No me mal entienda, mi querido lector. Patricia era todo menos una madre floja, en otras circunstancias, a Daniel solo le hubiesen quedado dos muelas como supervivientes, pero en el corazón de una madre existe un punto de quiebre, entre la impotencia, la rabia, la tristeza y la decepción hay unas líneas muy delgadas. La mujer no dijo nada, se agachó y recogió el carrito con sus propias manos. Ante la mirada atónita de su hijo más pequeño, Carlos, volteó una vez más hacia Daniel y le dijo: —Lo siento, en realidad tu regalo está en la bolsa negra, solo estaba bromeando. Salió de la escena.
Daniel sintió una corriente eléctrica que le inició por la nuca, y le terminó en la punta de los pies. Lentamente se acercó a la bolsa, la abrió como si de ahí saldría una serpiente, pero no, dentro de aquella bolsa, estaba el balón de fútbol más lindo que Daniel jamás hubiera podido conocer. No era viejo, no estaba ponchado, venía con su maya protectora, y con un mes de sudor y esfuerzo como sello de garantía.

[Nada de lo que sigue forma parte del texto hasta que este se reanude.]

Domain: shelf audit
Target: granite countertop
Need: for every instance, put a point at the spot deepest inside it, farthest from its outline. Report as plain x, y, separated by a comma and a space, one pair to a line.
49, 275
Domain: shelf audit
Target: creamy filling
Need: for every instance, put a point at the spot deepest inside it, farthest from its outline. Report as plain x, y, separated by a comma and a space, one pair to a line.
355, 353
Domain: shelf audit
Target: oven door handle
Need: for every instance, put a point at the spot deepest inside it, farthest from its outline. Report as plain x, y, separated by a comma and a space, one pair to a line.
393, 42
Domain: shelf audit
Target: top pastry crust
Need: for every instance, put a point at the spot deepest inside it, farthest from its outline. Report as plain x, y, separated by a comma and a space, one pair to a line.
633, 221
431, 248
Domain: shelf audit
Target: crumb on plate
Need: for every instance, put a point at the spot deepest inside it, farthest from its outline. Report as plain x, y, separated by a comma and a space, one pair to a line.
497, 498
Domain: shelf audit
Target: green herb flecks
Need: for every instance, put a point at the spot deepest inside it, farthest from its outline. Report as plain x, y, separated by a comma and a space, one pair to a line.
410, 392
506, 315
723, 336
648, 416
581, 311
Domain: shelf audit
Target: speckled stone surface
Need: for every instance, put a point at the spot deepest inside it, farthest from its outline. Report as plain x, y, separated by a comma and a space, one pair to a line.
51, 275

Daniel sacó aquel balón, en cámara lenta lo llevó en sus manos hasta caer sentado con el regalo entre las manos. Inclinó su rostro sobre sus palmas, palmas que desprendían un líquido tibio que estrenaba el esférico, Daniel lloraba amargamente.
El corazón de Patricia siguió roto por años, pero siempre luchando, siempre amando y siempre perdonando. Cuando Patricia dejó este mundo, sobre la repisa de un Daniel, doctor cirujano cardíaco, descansaba la figura de un juguete que siempre llamaba la atención: un carrito oxidado.